Disisi lain, pasien-pasien akan merasa ditelantarkan dan dilupakan dalam isolasi apabila
mereka tidak memiliki sarana untuk komunikasi dengan orang luar. Dengan proyek seperti
Pojok Sahabat, anggota keluarga tetap dapat berkomunikasi dengan pasien. Terlebih lagi,
dokter dapat berkomunikasi dengan keluarga pasien untuk memberikan penjelasan mengenai
keadaan pasien. Teknologi video call juga disediakan pihak rumah sakit dan tersambung
dengan ruangan isolasi. Kunjungan keluarga juga didampingi oleh beberapa ahli kesehatan,
termasuk psikiater yang dapat memberikan konseling untuk membantu keluarga dalam
melepaskan stress atau berdiskusi tentang keadaan psikologis mereka. Para psikiater juga
dapat menilai kondisi kesehatan mental dari anggota kelauarga dan juga aspek psikososial,
seperti stigma negatif terhadap mereka.
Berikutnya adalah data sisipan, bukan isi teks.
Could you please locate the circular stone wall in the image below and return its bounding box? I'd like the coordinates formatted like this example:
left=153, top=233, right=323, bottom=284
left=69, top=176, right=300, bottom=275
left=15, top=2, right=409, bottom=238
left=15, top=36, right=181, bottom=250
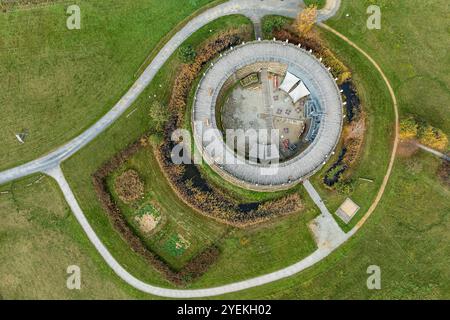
left=192, top=41, right=343, bottom=191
Sebagai tambahan, keluarga juga akan diberikan
edukasi mengenai COVID-19. Dukungan psikologis sangat dibutuhkan di masa seperti ini
untuk menguatkan pasien dan keluarganya untuk mengatasi penyakit ini karena pikiran sehat
juga sangat dibutuhkan untuk meningkatkan sistem imun mereka.
Ini merupakan tanggung jawab seluruh pemangku kepentingan , mulai dari
pemerintah, ahli kesehatan, hingga individual untuk membatasi dampak stres, panik, dan
kesehatan mental selama pandemi. Bentuk informasi dapat disebarluaskan melalui YouTube,
Zoom, Webinar, atau cara yang lainnya. Pemeritah Indonesia, sudah menetapkan saluran
telepon Hotline dengan nomor 119 yang menyediakan informasi tentang COVID-19, namun,
pada hotline ini tidak tersedia pelayanan tentang penanganan kesehatan mental untuk orang
yang Kesehatan mentalnya terganggu. Saat sekarng ini, ada pelayanan online untuk kesehatan
mental seperti aplikasi Mobile App Survey dan penggunaan social media. Selanjutnya, untuk
menentukan koordinasi antara Indonesia dan Negara lain di Asia, Asosiasi Konseling dan
Kesehatan Mental Asia Tenggara didirikan dengan kolaborasi bersama dengan Malaysia,
Brunei Darussalam, dan Timor Leste. Langkah ini diharapkan dapat membantu Indonesia
dalam pelayanan yang lebih baik untuk bantuan kesehatan jiwa selama pandemi ini.